I'm freelancing a curved viaduct that will have a track run under as well. I don't have much rolling stock yet (or engines) so wondering what is the tallest car/engine I might end up by chance. I'd prefer not to check car heights the next 20 years every time I want to buy one  I can't build the viaduct too high though as I need to get it back down to grade in a reasonable distance.

Thanks!

Walman


----------



## spoil9 (Dec 24, 2008)

I've always been told that NMRA standards for HO scale tunnels is 3". If you make your opening 3" tall you should be able to clear it with any HO scale piece of rolling stock unless you come across some one-of-a-kind custom large load on a flat car.


----------



## spoil9 (Dec 24, 2008)

Okay, I was close. NMRA.org standards says 3 5/32" is the modern standard. So that's about 3 1/4"

http://www.nmra.org/standards/sandrp/consist.html and click on S7, Clearances for more info. But make note of the fig in the upper right corner because the Clearances pages doesn't show that fig very well.


----------



## Big Ed (Jun 16, 2009)

Make it 4" just in case you have that unusual car in the future?
Would a 3/4" difference really look out of place?


----------



## D&J Railroad (Oct 4, 2013)

One of the bigger flat car loads is the Schneible which requires slow moving and adjusting or clearing the heights of overhead and right of way obstacles. 
Some of the east coast rail lines still have lower clearances so they can't run double stack container cars.


----------



## Walman (Dec 18, 2011)

Great info everyone....on to making my supports 

Walman


----------



## Big Ed (Jun 16, 2009)

Walman said:


> Great info everyone....on to making my supports
> 
> Walman


You going to make them 8" just to be safe?


----------



## Walman (Dec 18, 2011)

big ed said:


> You going to make them 8" just to be safe?


LOL....try 4.00000000000001. Like I said I need that elevation to come back down to grade in as short a distance as possible so I don't want to go too high.

Walman


----------



## hoscale37 (Nov 20, 2011)

D&J Railroad said:


> One of the bigger flat car loads is the Schneible which requires slow moving and adjusting or clearing the heights of overhead and right of way obstacles.
> Some of the east coast rail lines still have lower clearances so they can't run double stack container cars.

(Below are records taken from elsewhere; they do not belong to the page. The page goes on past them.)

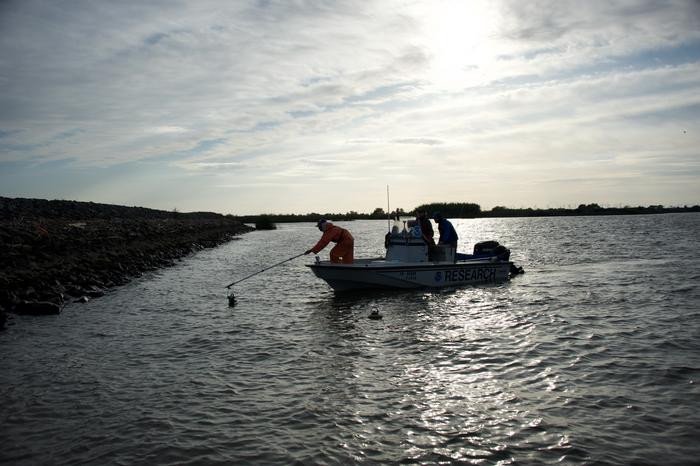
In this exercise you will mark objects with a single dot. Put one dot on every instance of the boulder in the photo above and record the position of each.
(37, 308)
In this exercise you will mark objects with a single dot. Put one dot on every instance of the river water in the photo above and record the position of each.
(591, 357)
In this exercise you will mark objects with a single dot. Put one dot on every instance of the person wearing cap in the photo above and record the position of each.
(426, 228)
(448, 234)
(342, 252)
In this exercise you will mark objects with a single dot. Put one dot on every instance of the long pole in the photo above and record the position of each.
(388, 210)
(267, 268)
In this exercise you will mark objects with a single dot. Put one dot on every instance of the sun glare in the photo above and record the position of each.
(459, 35)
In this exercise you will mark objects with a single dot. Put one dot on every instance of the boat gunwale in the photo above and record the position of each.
(394, 266)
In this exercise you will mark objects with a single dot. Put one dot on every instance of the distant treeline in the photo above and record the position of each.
(470, 210)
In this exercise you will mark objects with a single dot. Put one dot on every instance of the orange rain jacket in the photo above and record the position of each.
(341, 252)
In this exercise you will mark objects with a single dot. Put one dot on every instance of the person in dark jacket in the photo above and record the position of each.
(343, 251)
(448, 234)
(426, 228)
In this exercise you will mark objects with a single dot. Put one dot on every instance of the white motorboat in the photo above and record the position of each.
(410, 263)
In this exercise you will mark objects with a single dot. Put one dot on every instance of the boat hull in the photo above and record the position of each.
(385, 274)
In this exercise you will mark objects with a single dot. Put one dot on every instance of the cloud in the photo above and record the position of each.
(347, 91)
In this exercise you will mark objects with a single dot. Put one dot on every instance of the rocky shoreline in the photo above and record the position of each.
(53, 252)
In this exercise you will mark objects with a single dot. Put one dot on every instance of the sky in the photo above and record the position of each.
(247, 107)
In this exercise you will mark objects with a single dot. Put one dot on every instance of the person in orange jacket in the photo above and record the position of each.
(342, 252)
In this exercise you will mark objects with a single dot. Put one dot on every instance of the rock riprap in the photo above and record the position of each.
(55, 251)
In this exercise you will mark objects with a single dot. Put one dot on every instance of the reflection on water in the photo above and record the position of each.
(591, 356)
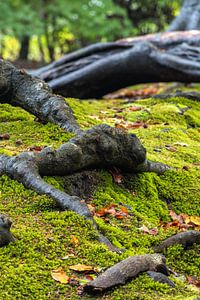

If you have a Schneible car you will have to not only account for the height of the car but the turning radius as well because even the models in HO scale that I have seen (Bachmann model at a huge train show a few years back), was quite a bit in length, and the turning radius on those is fairly large as well. 

Here is a Maerklin Version....










http://www.internettrains.com/merchant2/merchant.mvc?Screen=CTGY&Category_Code=HSCRLSFRTSPCBSS


----------



## Walman (Dec 18, 2011)

So what is the actual 'real life' load those cars are designed to carry? I've seen a few at train shows. My layout if fairly compressed so that car would run from one industry to the next lol....don't think I'll be buying.


----------



## spoil9 (Dec 24, 2008)

That model is also $300. I'd love to get one to put in my display case because I like modeling the unusual, but it would have to be given to me as I don't want to spend that much $$$ on a display item. 

Those cars are used to carry fully build, large scale generators as the picture shows, or large built boilers. 

http://southern.railfan.net/schnabel/schnabel_cars.html


----------



## Southern (Nov 17, 2008)

Walman said:


> So what is the actual 'real life' load those cars are designed to carry? I've seen a few at train shows. My layout if fairly compressed so that car would run from one industry to the next lol....don't think I'll be buying.


Transformer.


----------